Incidentally my Hymer VAN522 has the Hymer plate stating max 3500 and I noticed yesterday that the Ford plate inside the passenger door also states 3500.
Looks like no chance of an upgrade here then!

Am I right in thinking that if you get to 75 years of age you cannot drive over 3500 no matter how old your licence?


----------



## Mrplodd (Mar 4, 2008)

IF you ever get stopped and taken to a weigh bridge the only bit of info that will be readily available is the "plate" on your vehicle. The chap (Police OR Vosa) weighing your vehicle will be looking for your MH weights to be NOT MORE than those shown on the plate, if it does (or should that read does not??) then you are OK !!

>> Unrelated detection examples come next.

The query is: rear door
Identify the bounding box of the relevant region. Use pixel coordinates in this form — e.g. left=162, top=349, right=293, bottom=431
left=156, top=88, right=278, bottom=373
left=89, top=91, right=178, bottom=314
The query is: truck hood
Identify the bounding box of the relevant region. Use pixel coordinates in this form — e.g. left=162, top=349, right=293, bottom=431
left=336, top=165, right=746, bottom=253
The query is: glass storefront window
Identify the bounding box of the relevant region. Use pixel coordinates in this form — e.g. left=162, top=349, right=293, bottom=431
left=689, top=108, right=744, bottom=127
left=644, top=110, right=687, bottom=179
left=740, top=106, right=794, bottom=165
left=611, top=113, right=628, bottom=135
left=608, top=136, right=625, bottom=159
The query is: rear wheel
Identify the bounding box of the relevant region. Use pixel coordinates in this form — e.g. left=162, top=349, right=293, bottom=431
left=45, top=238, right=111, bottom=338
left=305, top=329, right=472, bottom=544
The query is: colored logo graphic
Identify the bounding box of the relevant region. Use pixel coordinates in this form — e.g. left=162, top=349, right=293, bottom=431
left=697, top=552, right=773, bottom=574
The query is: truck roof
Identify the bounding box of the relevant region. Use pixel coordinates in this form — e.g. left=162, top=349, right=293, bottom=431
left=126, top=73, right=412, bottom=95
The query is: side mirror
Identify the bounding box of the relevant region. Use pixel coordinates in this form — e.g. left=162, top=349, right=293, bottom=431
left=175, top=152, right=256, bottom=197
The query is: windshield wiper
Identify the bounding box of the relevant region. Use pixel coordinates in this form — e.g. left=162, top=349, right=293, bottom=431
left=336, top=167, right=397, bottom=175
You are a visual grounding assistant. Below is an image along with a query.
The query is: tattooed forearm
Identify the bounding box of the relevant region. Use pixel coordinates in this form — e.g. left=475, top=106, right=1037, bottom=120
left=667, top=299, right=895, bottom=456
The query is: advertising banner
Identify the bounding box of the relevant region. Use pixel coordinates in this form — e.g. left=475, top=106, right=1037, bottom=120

BUT dont forget the driving licence issue if its plated in excess of 3500 Kg and you dont have the correct licence you will probably not be insured either!! Most ins companies use the term "Holds or has held and is not disqualified from holding a licence to drive _"that class of vehicle" _

The only advantage of getting the weight changed on your V5 is to get it into the lower taxation class. you would need to keep it a long time to see the saving in VEL exceed the cost !! (Though technically you should not do one without the other I think)

VOSA and the Police operate check points all over the place these days, (2 in my area alone, both on busy holiday trunk roads), son in law is a traffic cop and he stops a lot of MH's many of which, when weighed, are grossly overweight (he says they rarely actually LOOK over weight though!!) the fines for excess weight are punative (many hundreds of pounds usually) They are even weighing heavily laden cars these days, amazing how many of THEM are overweight !!! So if in doubt make sure you *know* how much you weigh in "holiday" trim. Dont forget to include ALL of the passengers you usually thave on board as well!!!

I had an old (1985) Pilote based on a Renault Trafic, when I weighed it in basic trim, 2 passengers, full tank of fuel and very little else I only had 14 (yes fourteen) Kg of spare capacity on the rear axle, EEEEK!!!!!


----------



## Pudsey_Bear (Sep 25, 2008)

OK. two things.

1, Spend the £100 and get it replated, then contact DVLA for a new tax disc as I think you would be technically untaxed, thats the bad news, the good news is, it is £20 cheaper per 12 months to tax a 3850kg MH than a 3500kg one.

2, If you weigh the axles separately, you will have a higher than gross weight when you add them together, as you are weighing the middle at the same time, IE the axle which is not being weighed acts as a pivot, so you are in fact weighing every thing between the the pivot and the axle being weighed, and the same again when you weigh the other axle  

Does any one know why it's more than twice as expensive to tax anything for 6 months twice, I didn't know until last week, if no one knows I'll relieve the suspense :lol: :lol: :lol: Later.

Kev.


----------



## Mrplodd (Mar 4, 2008)

Kev

If you tax it twice in a 12 month period its twice as much work for the poor people at DVLA (even though its all computerised and most people do it online) Therefore they have to charge you for the privilege of hanging on to your money for 6 months!!!

Its almost as annoying as buying theatre tickets etc on line when they have the bl***y cheek to charge you a "booking fee" AS WELL as a surcharge for using a credit card !! AND the Gas & Leccy companies charging EXTRA if you dont pay by Direct Debit Its simply a way of screwing us all for a bit more money !!

Arrgghhh there goes my blood pressure up again!!

OK OK I have calmed down a bit............. ... I am now going to have a lie down in a darkened room to plot my revenge on all of those who are trying to rob me blind at every turn !!!!!!!!!!

Signed

Victor ( I dont beleeeeive it) Meldrew


----------



## Pudsey_Bear (Sep 25, 2008)

I wish I'd never asked now :lol: :lol: :lol: :lol: 

Close but no prize.

Kev.


----------